Really, though, where do you stop finding -isms in Fawlty Towers if you’re so inclined? The major’s martini-addled outburst comes five minutes into the episode. By then Basil has already been rude to his wife Sybil – a regular occurrence of course – and the NHS about which we’re so protective right now, first to a ward sister who does nothing wrong, then to a black doctor, staggering backwards as if in stunned amazement that a person in such a role should be this colour (a gag repeated later when Basil wakes up after the moose incident).

Basil is rude to all women, not just the long-suffering Sybil who gives as good as she gets, but also to the very old and the very young. He’s rude to Americans, Australians and his Spanish waiter. He’s rude to Irish builders, slightly effeminate men and macho, medallion-wearing men. He can’t stand the riff-raff of Torquay who clog up his establishment and sucks up to anyone he considers a better class of clientele.

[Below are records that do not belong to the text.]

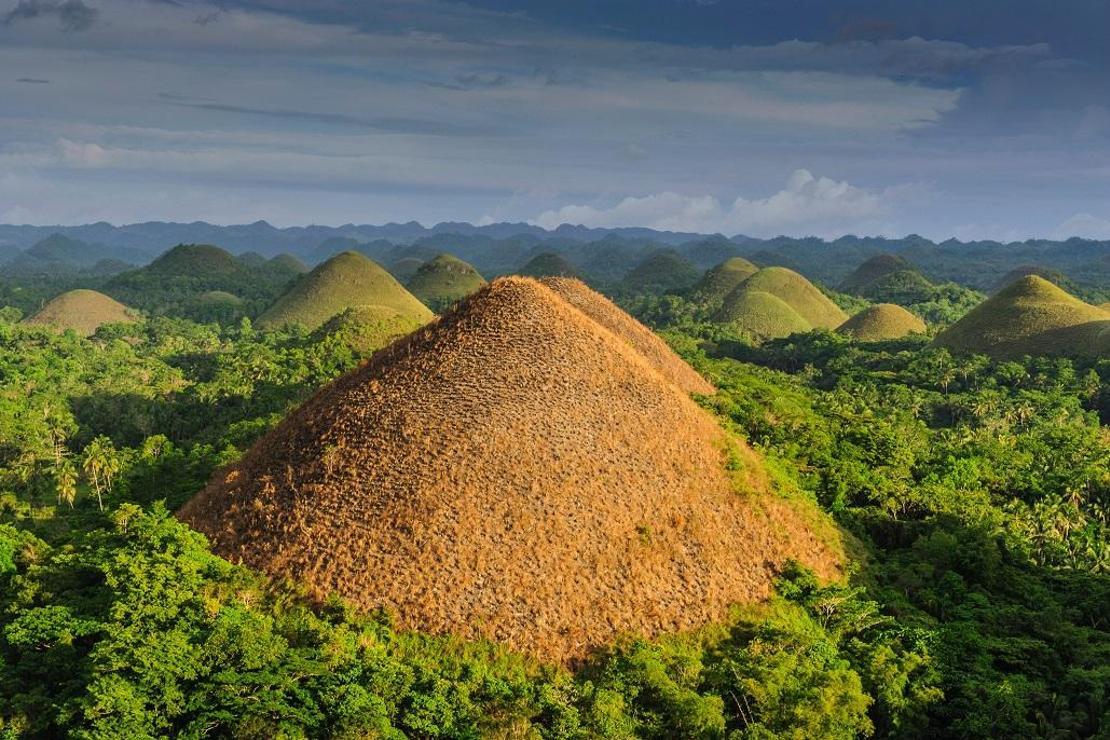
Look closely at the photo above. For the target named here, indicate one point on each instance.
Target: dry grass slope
(884, 321)
(346, 280)
(1031, 316)
(642, 338)
(444, 280)
(81, 311)
(718, 282)
(512, 472)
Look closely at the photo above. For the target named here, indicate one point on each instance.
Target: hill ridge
(513, 472)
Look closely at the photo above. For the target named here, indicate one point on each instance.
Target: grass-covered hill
(405, 267)
(82, 311)
(722, 280)
(789, 287)
(664, 271)
(1031, 316)
(873, 270)
(367, 328)
(345, 281)
(513, 473)
(1053, 276)
(760, 315)
(444, 280)
(286, 264)
(172, 283)
(884, 321)
(548, 264)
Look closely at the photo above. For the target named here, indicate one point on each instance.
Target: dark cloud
(72, 14)
(385, 124)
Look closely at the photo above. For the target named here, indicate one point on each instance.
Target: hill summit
(444, 280)
(786, 303)
(81, 311)
(884, 321)
(723, 280)
(512, 472)
(874, 269)
(198, 261)
(345, 281)
(1030, 316)
(548, 264)
(646, 342)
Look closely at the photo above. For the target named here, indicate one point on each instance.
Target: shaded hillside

Maybe the Beeb only remembered all of this belatedly. Perhaps the “marketing people and petty bureaucrats” who Cleese says now run the Corporation don’t know these stupendous scripts as well as Fawlty Towers obsessives. Fingering the show for racism would be letting the cat, or rat, out of the bag. Best to stick it back in.

Complete with a viewer alert offering “extra guidance”. Why? When we laugh at Fawlty Towers – and I reckon we always will – it’s not at the targets of Basil’s sneers and tirades but at the lunatic running the hotel from hell.

Since we’ve all got to be offended by something these days can I be offended by the inference that I don’t get the joke?